If you are handy enough then building a modular setup is best. Something you could build in your garage 8'x4'x4' and then disassemble and reassemble in the room you will have him in.


----------



## Dee-Dee Idrais (Oct 23, 2016)

KaGaOri said:


> Hello, I am considering getting Argentine Tegu as a pet in the future (not like next month, more of in a year or two). I have question about enclosure size. Most information I've found so far state 6' x 3' x 3' as minimal size for adult Tegu. I tried to find some place for the cage in my home and found out, that while lenght or hight isn't an issue (I can go easily for 7' maybe more in lenght and it can be as tall as it needs to be). When it comes to width though, the best I can do is 2,887' so I am about 4,72" short. The problem is caused by very inconvenient door placement in place I live in, so safe for tearing down walls there is no helping it. My question is - would this be an issue for the Tegu? Would it have trouble turning around because of this, or trouble resting comfortably, or trouble with something else if living in enclosure like that (about 7' long, over 3' high but only 2,887' wide)?
> 
> I realize you are getting a lot of these questions from Tegu newbies, but I would be very gratefull if you would take a moment to share your experience.


You keep saying "cage". I hope you don't mean that, unless you live in a place with extremely high heat and tons of humidity


----------



## Walter1 (Oct 23, 2016)

Dee-Dee Idrais said:


> You keep saying "cage". I hope you don't mean that, unless you live in a place with extremely high heat and tons of humidity


Enclosure typifies what most keepers make for tegus kept indoors. Not to sound petty. This distintion is a real difference from cage.


----------



## KaGaOri (Oct 23, 2016)

Dee-Dee Idrais said:


> You keep saying "cage". I hope you don't mean that, unless you live in a place with extremely high heat and tons of humidity


I don't really mean cage like for example birdcage.
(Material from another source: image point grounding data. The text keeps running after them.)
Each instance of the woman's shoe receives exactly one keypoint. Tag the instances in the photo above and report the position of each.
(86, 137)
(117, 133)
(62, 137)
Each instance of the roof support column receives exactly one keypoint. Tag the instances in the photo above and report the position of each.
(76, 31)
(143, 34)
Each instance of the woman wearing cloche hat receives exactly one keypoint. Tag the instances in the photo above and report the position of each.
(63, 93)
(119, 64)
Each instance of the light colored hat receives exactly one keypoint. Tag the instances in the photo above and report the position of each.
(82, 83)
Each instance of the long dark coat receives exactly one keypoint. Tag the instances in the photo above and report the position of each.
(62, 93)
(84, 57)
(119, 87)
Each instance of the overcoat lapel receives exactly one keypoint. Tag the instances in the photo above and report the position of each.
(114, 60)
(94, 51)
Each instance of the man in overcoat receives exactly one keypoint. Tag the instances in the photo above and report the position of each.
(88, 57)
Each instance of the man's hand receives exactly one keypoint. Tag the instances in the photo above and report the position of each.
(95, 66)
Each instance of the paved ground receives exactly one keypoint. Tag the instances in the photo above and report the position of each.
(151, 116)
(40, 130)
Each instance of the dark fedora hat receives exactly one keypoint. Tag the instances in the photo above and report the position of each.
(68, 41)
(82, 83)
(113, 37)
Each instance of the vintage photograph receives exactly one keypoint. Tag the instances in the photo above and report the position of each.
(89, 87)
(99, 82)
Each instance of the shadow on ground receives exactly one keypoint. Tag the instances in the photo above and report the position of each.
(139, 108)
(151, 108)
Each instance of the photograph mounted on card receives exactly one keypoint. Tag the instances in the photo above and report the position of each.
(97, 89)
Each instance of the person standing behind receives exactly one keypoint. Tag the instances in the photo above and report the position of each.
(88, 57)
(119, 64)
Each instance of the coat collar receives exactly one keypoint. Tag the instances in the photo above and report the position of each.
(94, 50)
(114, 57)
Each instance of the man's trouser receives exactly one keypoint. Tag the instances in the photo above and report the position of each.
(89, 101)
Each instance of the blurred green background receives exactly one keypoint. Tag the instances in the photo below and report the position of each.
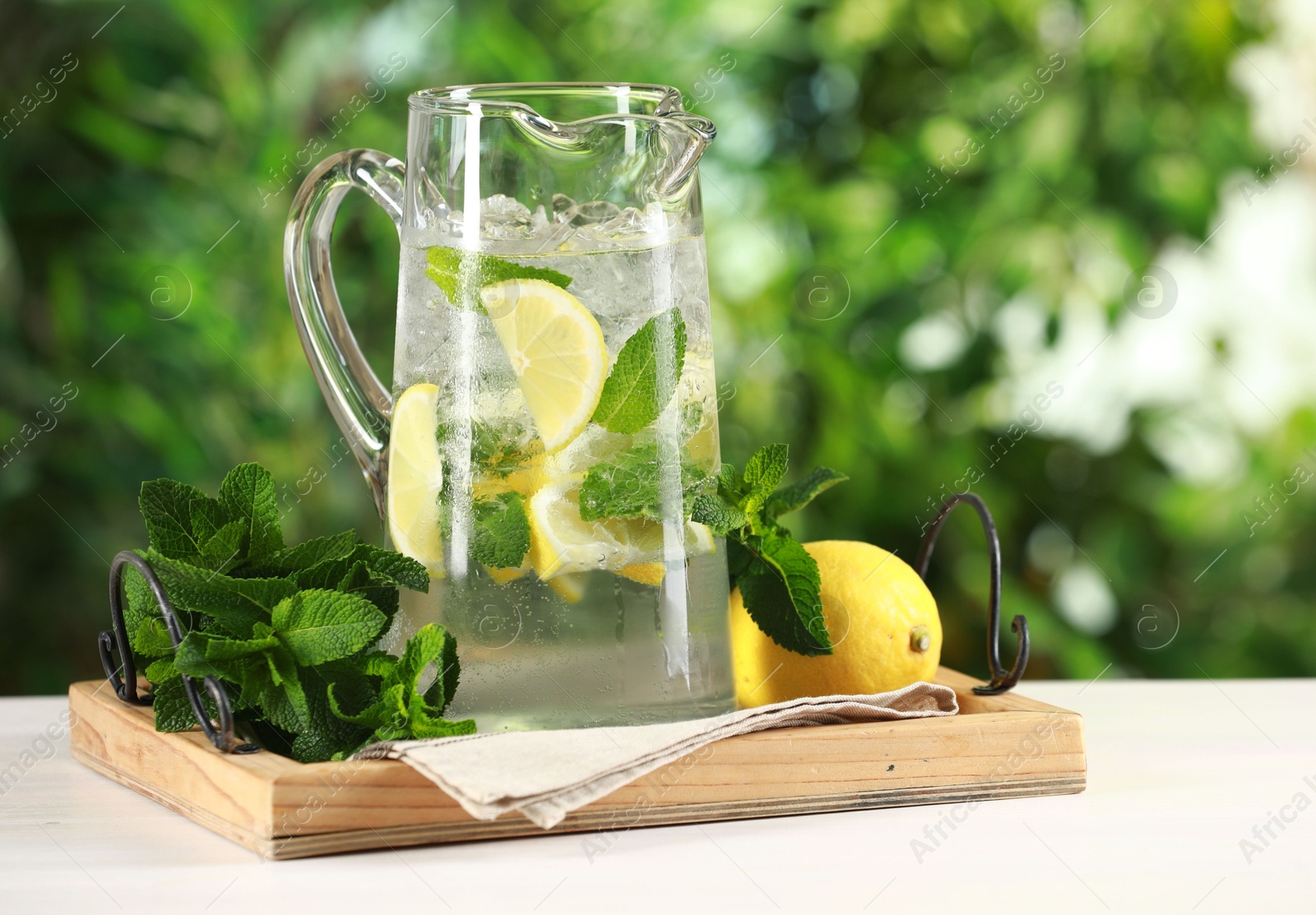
(923, 217)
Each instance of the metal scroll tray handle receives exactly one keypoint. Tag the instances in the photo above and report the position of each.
(1002, 680)
(220, 732)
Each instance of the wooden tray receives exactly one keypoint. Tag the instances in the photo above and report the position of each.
(998, 747)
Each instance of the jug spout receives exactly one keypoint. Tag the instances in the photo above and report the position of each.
(690, 137)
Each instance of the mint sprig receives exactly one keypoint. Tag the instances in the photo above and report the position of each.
(776, 577)
(502, 531)
(644, 377)
(631, 487)
(480, 270)
(287, 629)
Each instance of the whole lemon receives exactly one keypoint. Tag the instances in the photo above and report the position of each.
(885, 629)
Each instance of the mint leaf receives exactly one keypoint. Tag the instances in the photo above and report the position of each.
(498, 449)
(223, 550)
(445, 270)
(151, 638)
(645, 375)
(432, 645)
(280, 623)
(319, 626)
(502, 533)
(401, 711)
(802, 492)
(248, 495)
(717, 515)
(762, 472)
(161, 669)
(168, 508)
(206, 655)
(311, 552)
(631, 487)
(781, 589)
(273, 684)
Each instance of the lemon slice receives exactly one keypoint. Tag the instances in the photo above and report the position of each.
(699, 542)
(561, 542)
(557, 354)
(416, 478)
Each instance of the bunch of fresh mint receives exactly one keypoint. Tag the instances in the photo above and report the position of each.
(290, 630)
(778, 579)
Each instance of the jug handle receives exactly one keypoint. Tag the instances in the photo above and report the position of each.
(359, 404)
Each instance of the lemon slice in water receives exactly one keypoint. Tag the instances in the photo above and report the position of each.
(416, 478)
(557, 354)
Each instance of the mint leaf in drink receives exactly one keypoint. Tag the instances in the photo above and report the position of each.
(502, 533)
(320, 626)
(206, 655)
(781, 589)
(445, 270)
(392, 567)
(280, 623)
(499, 447)
(644, 377)
(248, 496)
(236, 603)
(631, 487)
(313, 552)
(802, 492)
(717, 515)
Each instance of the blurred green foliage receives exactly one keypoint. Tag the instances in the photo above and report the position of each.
(144, 203)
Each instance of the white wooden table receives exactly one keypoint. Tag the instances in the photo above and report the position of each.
(1179, 776)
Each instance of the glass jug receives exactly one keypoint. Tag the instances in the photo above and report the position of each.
(553, 409)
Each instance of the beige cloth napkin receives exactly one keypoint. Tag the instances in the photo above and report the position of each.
(546, 774)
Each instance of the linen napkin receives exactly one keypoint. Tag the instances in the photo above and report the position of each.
(546, 774)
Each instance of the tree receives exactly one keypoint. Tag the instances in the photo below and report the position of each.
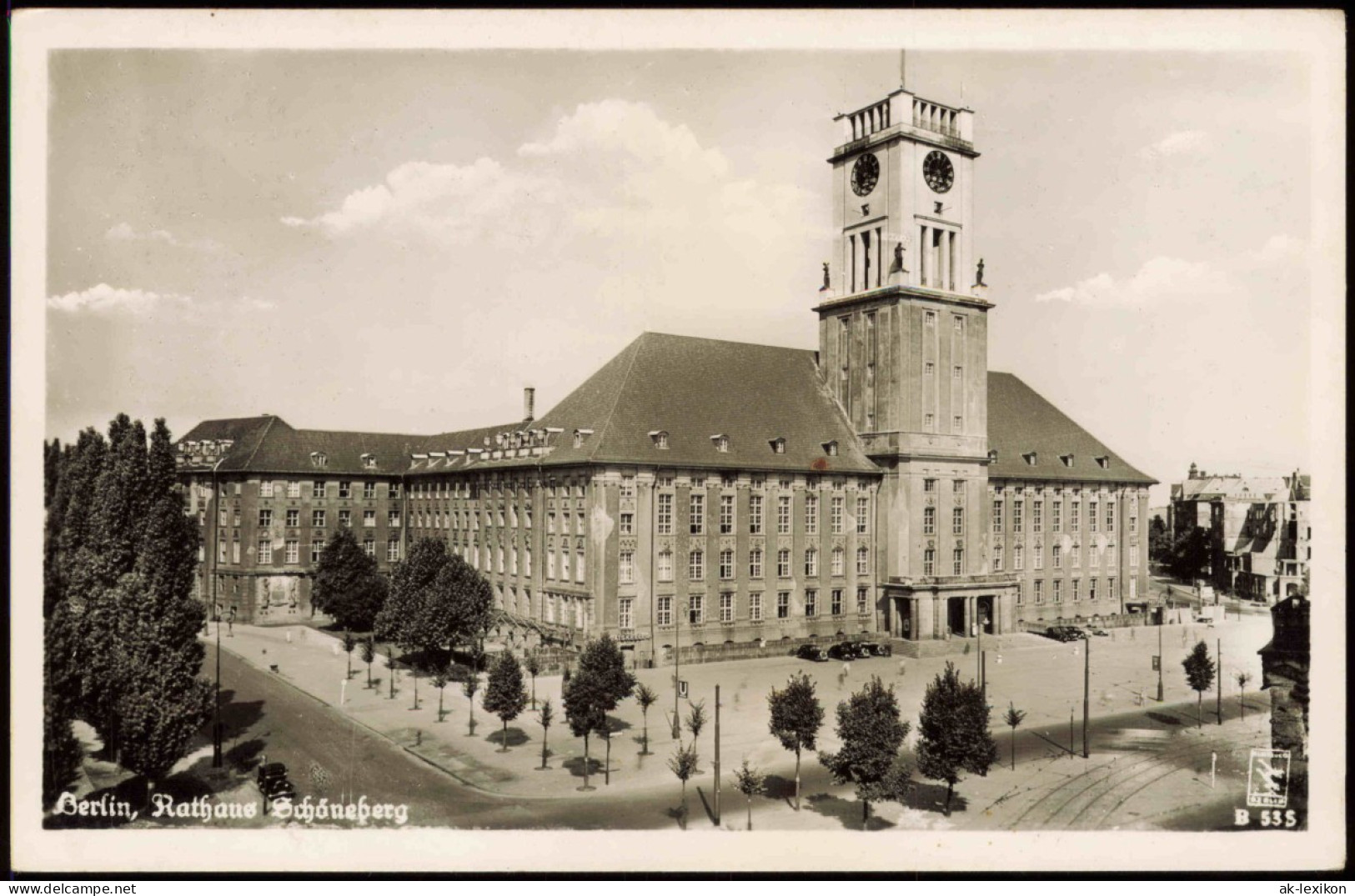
(545, 716)
(533, 668)
(953, 731)
(440, 676)
(683, 763)
(369, 653)
(1199, 676)
(595, 689)
(347, 585)
(795, 719)
(504, 694)
(1242, 678)
(1014, 718)
(349, 643)
(750, 781)
(871, 733)
(646, 698)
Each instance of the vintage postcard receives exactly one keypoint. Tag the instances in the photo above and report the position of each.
(679, 440)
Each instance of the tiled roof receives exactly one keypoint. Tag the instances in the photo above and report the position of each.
(1021, 421)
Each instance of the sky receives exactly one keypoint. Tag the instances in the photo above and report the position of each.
(400, 241)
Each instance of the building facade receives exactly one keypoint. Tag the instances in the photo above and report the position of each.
(706, 492)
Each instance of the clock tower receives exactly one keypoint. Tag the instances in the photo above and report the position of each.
(904, 349)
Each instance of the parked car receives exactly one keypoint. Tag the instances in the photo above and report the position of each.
(813, 653)
(845, 650)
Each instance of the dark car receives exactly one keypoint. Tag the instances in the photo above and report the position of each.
(812, 651)
(845, 650)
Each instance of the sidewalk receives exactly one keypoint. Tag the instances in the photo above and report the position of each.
(1042, 679)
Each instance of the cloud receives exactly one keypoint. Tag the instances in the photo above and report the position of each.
(1177, 280)
(126, 233)
(1177, 143)
(104, 298)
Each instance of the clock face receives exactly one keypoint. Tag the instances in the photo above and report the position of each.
(865, 173)
(938, 171)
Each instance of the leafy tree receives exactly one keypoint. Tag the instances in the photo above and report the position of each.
(369, 654)
(504, 694)
(440, 676)
(795, 719)
(1242, 678)
(750, 781)
(683, 763)
(1199, 676)
(1014, 718)
(953, 731)
(347, 585)
(871, 733)
(646, 698)
(600, 683)
(545, 716)
(349, 644)
(533, 668)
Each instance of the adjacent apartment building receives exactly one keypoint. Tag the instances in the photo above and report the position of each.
(706, 492)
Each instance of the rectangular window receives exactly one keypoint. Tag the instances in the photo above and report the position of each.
(726, 514)
(698, 514)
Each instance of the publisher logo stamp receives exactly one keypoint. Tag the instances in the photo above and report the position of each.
(1267, 778)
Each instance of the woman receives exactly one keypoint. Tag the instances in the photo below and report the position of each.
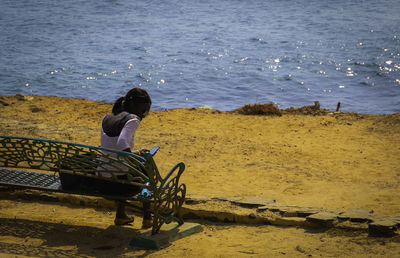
(118, 132)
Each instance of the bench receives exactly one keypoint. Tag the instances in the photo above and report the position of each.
(31, 163)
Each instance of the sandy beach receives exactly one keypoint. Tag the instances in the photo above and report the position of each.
(332, 160)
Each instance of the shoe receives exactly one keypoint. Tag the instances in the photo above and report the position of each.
(123, 221)
(147, 223)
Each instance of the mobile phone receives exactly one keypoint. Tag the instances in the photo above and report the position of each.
(154, 150)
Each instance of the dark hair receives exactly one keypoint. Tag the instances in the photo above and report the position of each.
(135, 95)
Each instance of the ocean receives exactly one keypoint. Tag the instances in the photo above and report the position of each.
(219, 54)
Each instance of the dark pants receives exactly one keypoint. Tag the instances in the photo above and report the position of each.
(75, 182)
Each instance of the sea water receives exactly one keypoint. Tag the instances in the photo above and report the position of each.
(222, 54)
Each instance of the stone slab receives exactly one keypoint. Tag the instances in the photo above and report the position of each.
(384, 227)
(196, 199)
(325, 219)
(168, 233)
(357, 215)
(254, 201)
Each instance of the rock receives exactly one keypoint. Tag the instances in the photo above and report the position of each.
(383, 228)
(324, 219)
(357, 215)
(23, 97)
(195, 199)
(253, 201)
(227, 199)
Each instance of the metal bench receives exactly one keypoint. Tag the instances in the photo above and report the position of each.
(37, 164)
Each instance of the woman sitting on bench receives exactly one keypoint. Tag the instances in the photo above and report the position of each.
(118, 132)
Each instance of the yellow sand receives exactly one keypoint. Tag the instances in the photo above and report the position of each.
(334, 161)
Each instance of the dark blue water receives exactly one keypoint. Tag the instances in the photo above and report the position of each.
(223, 54)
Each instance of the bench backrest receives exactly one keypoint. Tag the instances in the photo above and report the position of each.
(79, 159)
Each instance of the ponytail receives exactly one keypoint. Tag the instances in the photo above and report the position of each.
(118, 106)
(135, 95)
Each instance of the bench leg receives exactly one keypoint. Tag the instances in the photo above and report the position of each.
(167, 205)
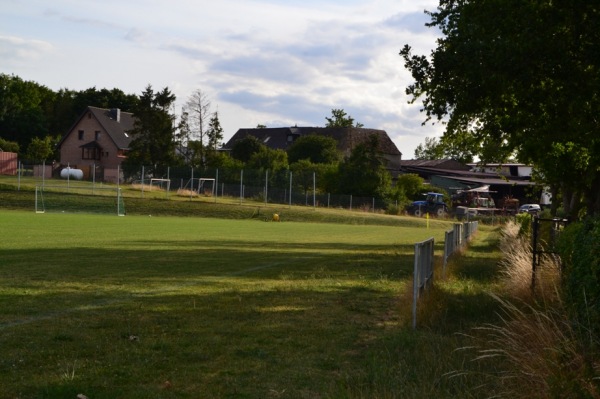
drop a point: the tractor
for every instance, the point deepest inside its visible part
(433, 204)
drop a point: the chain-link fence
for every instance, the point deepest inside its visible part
(266, 186)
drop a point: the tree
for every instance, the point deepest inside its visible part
(22, 109)
(9, 146)
(196, 114)
(315, 148)
(339, 118)
(153, 142)
(214, 133)
(520, 77)
(267, 158)
(363, 173)
(41, 149)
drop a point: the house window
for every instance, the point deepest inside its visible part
(90, 153)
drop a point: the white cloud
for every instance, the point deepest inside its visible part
(17, 51)
(260, 61)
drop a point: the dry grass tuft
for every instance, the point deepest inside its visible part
(538, 351)
(517, 266)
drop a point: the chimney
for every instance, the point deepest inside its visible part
(115, 113)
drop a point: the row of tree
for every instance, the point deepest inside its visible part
(33, 117)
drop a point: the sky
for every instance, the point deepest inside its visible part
(270, 62)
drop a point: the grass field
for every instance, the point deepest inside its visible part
(177, 307)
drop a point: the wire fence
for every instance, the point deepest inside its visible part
(454, 240)
(305, 188)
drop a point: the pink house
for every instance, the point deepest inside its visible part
(98, 140)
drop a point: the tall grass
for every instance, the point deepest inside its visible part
(536, 346)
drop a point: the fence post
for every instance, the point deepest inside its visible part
(241, 185)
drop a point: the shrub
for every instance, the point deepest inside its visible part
(579, 249)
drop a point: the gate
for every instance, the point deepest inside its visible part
(545, 233)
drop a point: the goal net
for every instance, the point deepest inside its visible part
(79, 199)
(201, 185)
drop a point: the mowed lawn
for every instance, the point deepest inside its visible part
(165, 307)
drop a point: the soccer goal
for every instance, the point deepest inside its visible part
(162, 184)
(81, 199)
(201, 185)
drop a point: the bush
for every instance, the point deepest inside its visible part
(580, 252)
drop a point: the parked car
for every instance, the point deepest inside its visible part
(533, 209)
(433, 204)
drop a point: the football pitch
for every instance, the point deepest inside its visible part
(175, 307)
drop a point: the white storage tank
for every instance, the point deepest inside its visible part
(70, 173)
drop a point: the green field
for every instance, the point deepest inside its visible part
(181, 307)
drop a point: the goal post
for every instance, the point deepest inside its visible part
(200, 185)
(163, 184)
(80, 199)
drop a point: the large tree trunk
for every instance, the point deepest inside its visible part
(592, 197)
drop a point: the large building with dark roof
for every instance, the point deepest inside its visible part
(347, 138)
(98, 139)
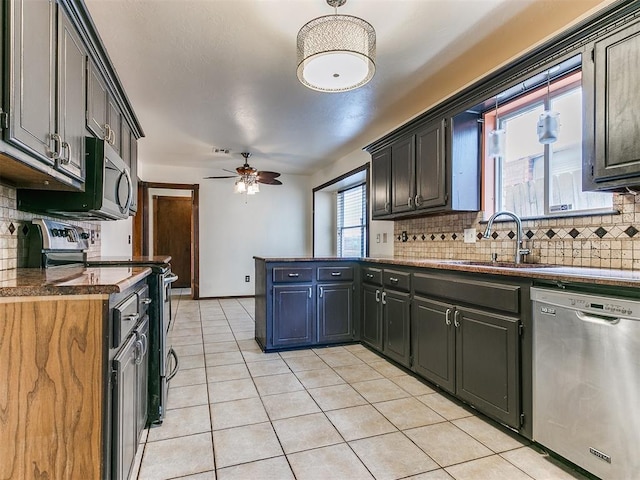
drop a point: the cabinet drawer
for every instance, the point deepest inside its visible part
(292, 274)
(372, 275)
(333, 274)
(474, 292)
(396, 280)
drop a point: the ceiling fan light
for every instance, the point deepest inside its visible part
(239, 186)
(336, 53)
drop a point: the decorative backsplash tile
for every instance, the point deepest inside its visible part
(611, 241)
(14, 228)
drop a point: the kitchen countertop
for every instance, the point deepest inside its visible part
(138, 260)
(559, 273)
(71, 280)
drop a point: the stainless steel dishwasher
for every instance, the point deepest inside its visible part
(586, 380)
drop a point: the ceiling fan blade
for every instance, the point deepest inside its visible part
(266, 174)
(269, 181)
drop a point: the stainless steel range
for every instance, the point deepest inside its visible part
(56, 244)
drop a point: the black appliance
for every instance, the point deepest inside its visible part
(55, 244)
(107, 195)
(163, 360)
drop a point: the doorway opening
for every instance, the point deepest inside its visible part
(167, 224)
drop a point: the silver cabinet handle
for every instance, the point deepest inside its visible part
(65, 160)
(131, 317)
(57, 151)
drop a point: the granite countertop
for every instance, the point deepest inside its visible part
(559, 273)
(138, 260)
(72, 280)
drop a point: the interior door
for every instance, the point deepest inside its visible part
(172, 235)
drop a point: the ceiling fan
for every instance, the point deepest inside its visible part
(249, 176)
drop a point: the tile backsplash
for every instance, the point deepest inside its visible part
(610, 241)
(14, 228)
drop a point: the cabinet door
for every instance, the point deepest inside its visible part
(72, 68)
(114, 120)
(96, 103)
(32, 83)
(430, 166)
(396, 326)
(125, 441)
(381, 183)
(488, 363)
(403, 175)
(372, 316)
(292, 315)
(335, 313)
(434, 342)
(615, 85)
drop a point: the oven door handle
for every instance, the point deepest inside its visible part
(176, 367)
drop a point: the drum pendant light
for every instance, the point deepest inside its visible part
(336, 53)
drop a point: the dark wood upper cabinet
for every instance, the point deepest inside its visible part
(403, 174)
(381, 183)
(434, 168)
(430, 180)
(611, 104)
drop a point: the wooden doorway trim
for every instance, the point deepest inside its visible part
(141, 235)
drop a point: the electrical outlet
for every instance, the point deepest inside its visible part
(469, 235)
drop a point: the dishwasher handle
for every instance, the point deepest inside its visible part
(599, 319)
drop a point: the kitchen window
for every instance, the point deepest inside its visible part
(533, 179)
(352, 221)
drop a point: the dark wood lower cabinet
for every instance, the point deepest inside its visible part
(293, 309)
(434, 342)
(371, 332)
(335, 313)
(473, 354)
(396, 314)
(488, 363)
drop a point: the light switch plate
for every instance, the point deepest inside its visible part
(469, 235)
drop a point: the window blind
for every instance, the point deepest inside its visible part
(352, 221)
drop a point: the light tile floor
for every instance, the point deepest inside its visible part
(329, 413)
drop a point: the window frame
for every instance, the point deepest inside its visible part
(492, 189)
(363, 226)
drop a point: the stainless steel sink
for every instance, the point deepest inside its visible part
(495, 264)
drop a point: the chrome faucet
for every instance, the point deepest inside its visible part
(520, 252)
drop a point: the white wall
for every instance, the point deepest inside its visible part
(376, 227)
(116, 238)
(233, 227)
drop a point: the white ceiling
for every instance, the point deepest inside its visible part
(222, 73)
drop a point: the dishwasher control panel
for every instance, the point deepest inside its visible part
(595, 304)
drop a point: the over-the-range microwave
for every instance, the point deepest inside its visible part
(107, 195)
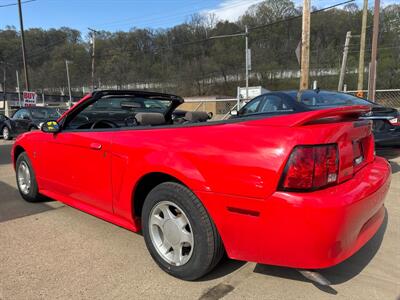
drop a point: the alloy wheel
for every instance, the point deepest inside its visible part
(24, 178)
(171, 233)
(6, 133)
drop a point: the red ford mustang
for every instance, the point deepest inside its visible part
(302, 190)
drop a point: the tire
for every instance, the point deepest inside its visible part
(206, 249)
(6, 133)
(30, 192)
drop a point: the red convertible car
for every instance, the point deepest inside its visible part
(302, 190)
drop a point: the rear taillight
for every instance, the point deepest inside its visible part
(311, 167)
(394, 121)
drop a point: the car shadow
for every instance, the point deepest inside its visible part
(388, 152)
(225, 267)
(338, 274)
(5, 154)
(12, 206)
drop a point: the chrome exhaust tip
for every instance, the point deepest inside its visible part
(315, 277)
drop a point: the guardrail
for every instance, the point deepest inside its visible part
(389, 97)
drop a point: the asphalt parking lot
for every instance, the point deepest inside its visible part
(52, 251)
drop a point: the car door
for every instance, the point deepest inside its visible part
(274, 104)
(17, 121)
(77, 165)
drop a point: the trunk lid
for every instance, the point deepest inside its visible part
(341, 126)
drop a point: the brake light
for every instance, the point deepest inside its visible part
(394, 121)
(311, 167)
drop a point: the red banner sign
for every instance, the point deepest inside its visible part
(29, 98)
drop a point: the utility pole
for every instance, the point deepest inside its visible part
(69, 84)
(93, 33)
(305, 46)
(247, 55)
(246, 32)
(21, 23)
(361, 67)
(4, 86)
(344, 61)
(372, 79)
(18, 88)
You have to understand, that English is foreign language to me, so I might be using some strange word or expresion now and then. I looked at Google search and since typing "Tegu cage" gives back some 85500 results I assumed, that this is the generally accepted term for the enclosure.
Since middle Europe is no Florida, the said "cage" will have solid walls, top and bottom, glass / plexiglass front door and just few vents to allow bit of ventilation. The tempeture and humidity is main reason, why I won't ever go with free roaming set up "MacGyver the Lizard" style for my future Tegu, even if he/she was tame enough to allow it. It just doesn't seem doable in this kind of environment.


----------



## KaGaOri (Oct 23, 2016)

12smith02 said:


> If you are handy enough then building a modular setup is best. Something you could build in your garage 8'x4'x4' and then disassemble and reassemble in the room you will have him in.


Building it myself wouldn't be the best idea - I'm just not that handy when it comes to building things and also don't have all the tools needed. I have few tips on people who could build it for me if I tell them what exactly should it be like. The "Ikea style" of moving it in the room is a must, since nothing wider than 31" will fit through the doorway . I should be able to put it together then, move it in place with someone's help and seal the inside with silicone myself.
If you have any tips on exact properties of the enclosure, I wrote some of my questions here: http://www.tegutalk.com/threads/pla...tilation-lighting-floor-protection-etc.18014/. It would be great if you could help me with at least few of these.


----------